How can you prolong their death until you are well and truly ready to break them?

It’s an art, keeping a human alive. Tarian is learning that art.

He is starting to crave it. He will join us yet. ”

He paused and fabric swished, the princess frustrated but unwilling to defy her father.

He spoke again, this time to Tarian. “I do uphold the rules of the court, my dear lad. Of course I do. The fae that attacked you within the court, for example, would have been sentenced to death. Given you had no choice but to take care of that, in defense, I will kill his mate. As for your human, she is not fae, and therefore she is not subject to our rules. She is below them. But I will guarantee her protection in court and in the games…for now. I wouldn’t deny myself the pleasure of a human, after all.

It’s been so long since I’ve had one. Now, you may go and see to her, if you wish.

I know what a sad thing it is for someone else to break your toy before you are done playing with it. ”

Faelynn sat Daisy up gradually, and pain radiated from deep within Daisy’s body. Her dress didn’t have any holes in it, but it felt like her skin still did.

“Yes, sire,” Tarian said tightly.

He turned on his heel, and Daisy expected him to stalk out of the court, leaving her to his Fallen like in times past. Instead, he bent and scooped her up, cradling her gently to his chest.

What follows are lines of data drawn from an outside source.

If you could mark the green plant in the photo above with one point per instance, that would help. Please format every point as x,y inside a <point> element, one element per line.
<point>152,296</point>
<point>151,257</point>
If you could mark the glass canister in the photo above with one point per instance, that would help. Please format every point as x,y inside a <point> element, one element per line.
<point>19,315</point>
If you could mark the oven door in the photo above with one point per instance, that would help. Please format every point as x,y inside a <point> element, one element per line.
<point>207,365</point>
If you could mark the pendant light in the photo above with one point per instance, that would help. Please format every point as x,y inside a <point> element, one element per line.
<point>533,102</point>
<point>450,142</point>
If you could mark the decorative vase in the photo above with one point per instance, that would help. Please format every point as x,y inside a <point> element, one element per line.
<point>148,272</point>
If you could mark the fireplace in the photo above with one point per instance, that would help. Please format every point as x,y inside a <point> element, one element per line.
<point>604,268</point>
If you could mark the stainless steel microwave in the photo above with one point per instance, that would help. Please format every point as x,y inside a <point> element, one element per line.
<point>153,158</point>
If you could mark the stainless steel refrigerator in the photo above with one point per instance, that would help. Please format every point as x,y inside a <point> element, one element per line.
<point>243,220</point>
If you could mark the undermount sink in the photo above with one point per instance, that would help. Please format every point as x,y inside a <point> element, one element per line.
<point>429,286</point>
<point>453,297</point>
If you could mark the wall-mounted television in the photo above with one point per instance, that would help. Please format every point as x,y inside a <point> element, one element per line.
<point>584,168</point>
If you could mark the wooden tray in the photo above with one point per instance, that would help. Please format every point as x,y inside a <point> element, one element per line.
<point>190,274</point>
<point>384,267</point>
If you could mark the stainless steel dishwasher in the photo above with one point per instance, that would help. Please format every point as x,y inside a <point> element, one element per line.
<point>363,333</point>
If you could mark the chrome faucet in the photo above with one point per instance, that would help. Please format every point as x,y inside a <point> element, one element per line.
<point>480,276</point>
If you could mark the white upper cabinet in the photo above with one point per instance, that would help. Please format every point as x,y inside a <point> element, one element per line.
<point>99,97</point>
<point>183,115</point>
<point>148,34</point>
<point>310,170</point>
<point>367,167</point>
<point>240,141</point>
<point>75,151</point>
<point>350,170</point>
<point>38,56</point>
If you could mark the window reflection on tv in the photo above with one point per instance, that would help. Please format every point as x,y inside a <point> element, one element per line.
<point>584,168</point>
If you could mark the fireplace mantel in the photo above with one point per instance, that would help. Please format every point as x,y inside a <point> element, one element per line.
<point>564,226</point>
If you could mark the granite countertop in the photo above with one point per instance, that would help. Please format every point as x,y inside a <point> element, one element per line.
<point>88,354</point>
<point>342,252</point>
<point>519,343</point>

“Careful,” Faelynn murmured, her hand flowing over Daisy’s legs.

I’m okay, she told them as Tarian walked toward the dais and around a seat grouping. Humans aren’t that breakable. Not when they have the Demigod’s blood magic.

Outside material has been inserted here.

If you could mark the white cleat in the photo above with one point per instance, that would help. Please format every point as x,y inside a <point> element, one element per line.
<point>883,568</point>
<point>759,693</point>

Thank fuck for that, Gorlan murmured.

Tarian stared directly at Princess Elamorna. I warned you, he said in a deathly quiet mental voice. I warned you what would happen if you touched my property. Now you will know true sorrow.

He walked across the marble court with Daisy in his arms. The nobility parted ahead of him, wariness or outright fear on their faces. The doors opened when he reached them, and fae servants on either side hurried to clear the way. The doors closed crisply after they’d passed through.

Are you okay? Tarian asked Daisy. Faelynn hurried beside them, her hands on Daisy’s ankles, helping Daisy’s body repair the damage.

Yeah. I’ll heal. My ACL is just about good. I’ll be fine to walk in a moment. Almost there. It wasn’t a deep cut, thank god.

The other damage?

Before Daisy could answer, Faelynn dumped a plethora of images and feelings into their heads, detailing the magical maladies and what was healed and what was left to go.

Who was helping her? Tarian mused to himself. She doesn’t usually team up with anyone. She doesn’t keep anyone that powerful close enough in case they try to sabotage her.

Is teaming up with someone a vulnerable thing or something? Daisy asked as they turned a corner.

Yes. Very. It requires great trust. You are linked for a time, and in that time, your power can be used against you. It’s the perfect opportunity for a fae to betray another, so very few do it.

Daisy lifted her eyebrows. She must really want you. This level of obsession is extreme.

She always has, yes.

Tarian is the ultimate prize in this court, Faelynn said. The realm, really. The most handsome, the best pedigree, the promise of the most powerful offspring—she wants him like she wants to breathe. And she recognizes that he found in you what she has always wanted him to find in her.

Let’s hope she’s the only one who recognizes that, Gorlan murmured, his eyes continually scanning. Or else—

The lighting in the hall cut out.

They are trying my patience, Tarian said, setting Daisy down in the middle of the hallway. Stay there. Don’t move. Let us handle this.

(Like hell she would.)

Daisy. Tarian waved his hand, and diffused light peeked through the black along the top corners of the ceiling. I don’t need your hidden thoughts to alert me to your stubbornness. Stay there.

Your internal wounds are healed enough for you to defend yourself, Faelynn whispered in Daisy’s head as she pulled a dagger out of a sheath.

Be prepared in case something gets through us.

Tarian has called the Fallen. They are hurrying.

We just need to hang on. Don’t let anything affect your heart.

These types of creatures always go for the heart.

Great. She didn’t have one of those. She was all set.